La situation est complètement différente aujourd’hui. Le problème actuel de la dette US est que cet endettement colossal est pour l’instant complètement improductif sauf pour quelques pouvoirs privés bien connus (Wall Street en particulier), et qu’il a toutes les chances de le rester. Surtout, la dette n’implique nullement un accroissement de la légitimité de celui qui s’endette, par les pouvoirs supplémentaires et surtout l’autorité que lui donnerait cet afflux d’argent. Au lieu de renforcer structurellement (autorité régalienne, légitimité) par une contrainte conjoncturelle temporaire (service de la dette) celui qui la contracte, comme c’est le rôle d’un endettement productif, la dette l’affaiblit structurellement en plus de le contraindre conjoncturellement. Le gouvernement US continue à s’endetter en perpétuant, voire en aggravant un système qui ne donne aucun pouvoir régalien à l’autorité centrale mais, au contraire, le place de plus en plus au service de forces privées devenues irresponsables et totalement repliées sur leurs seuls intérêts. Pour le cas des USA, c’est d’ailleurs partir d’une évidence, ce gouvernement ignorant ce qu’est l’autorité régalienne depuis l’origine de la création de ce pays. Le gouvernement US ne s’endette pas pour le bien public, il s’endette pour des intérêts privés selon le dogme que ces intérêts feront redémarrer la machine générale alors qu’ils sont la cause des catastrophes successives qui nous frappent; à la limite aisément discernable, cet endettement permet à ces forces privées de préparer d’autres catastrophes. (Objectivement et sur un plan politique plus laege, on doit même constater que ce processus d'affaiblissement de l'autorité du gouvernement affaiblit la confiance structurelle des composants de l'Union [les Etats] et accentue les risques de dislocation de la Grande République.) Il est difficile de trouver un processus plus schizophrénique, qui fait justice de l’idée d’“interventionnisme public” réhabilité que l’on a avancée pour caractériser cette crise. C’est un faux interventionnisme, où le gouvernement (on ne doit pas parler d’Etat dans le cas des USA, le terme étant réservé aux Etats de l’Union) accentue son rôle de simple courroie de transmission des forces privées; littéralement, il “blanchit” l’argent destiné à des intérêts privés improductifs. (L’accroissement continu du chômage accompagnant le redressement des banques est un autre signe de la perversion de la méthode.)
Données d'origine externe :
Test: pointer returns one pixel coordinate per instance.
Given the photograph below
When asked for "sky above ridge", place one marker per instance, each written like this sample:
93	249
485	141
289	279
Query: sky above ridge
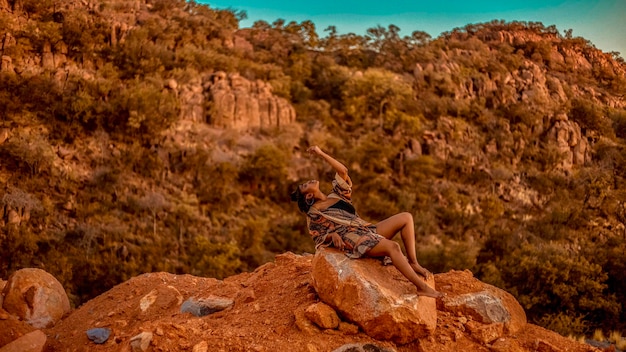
603	22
En 1944 (120% d’endettement), le gouvernement US était un peu plus régalien qu’il n’est aujourd’hui à cause des conditions exceptionnelles du conflit (il l’était “accidentellement”, si l’on veut, à la suite de la Grande Dépression); il pouvait imposer certaines orientations aux forces privées, dans un but “objectivement” productif du point de vue du système en général (hégémonie, capture des marchés extérieurs, etc.). Aujourd’hui, l’endettement nourrit presque exclusivement des forces privées improductives et un gaspillage colossal du aux vices généraux du système. La catastrophe possible due à la dette ne tient pas à la question de la “discipline fiscale”, comme le suggère Bernanke avec l’état d’esprit qu’on imagine, mais aux vices structurels du système; elle ne tient pas aux questions de comptabilité, qui sont des conséquences qui enchaîneraient, mais à la question fondamentale de la confiance dans un gouvernement qui n'a plus aucune légitimité; pour cette raison nous qualifierions la catastrophe de probable bien plus que de possible. Mais ce n’est qu’une catastrophe probable parmi d’autres et la situation est aujourd’hui d’une concurrence de “catastrophes probables”: laquelle interviendra la première?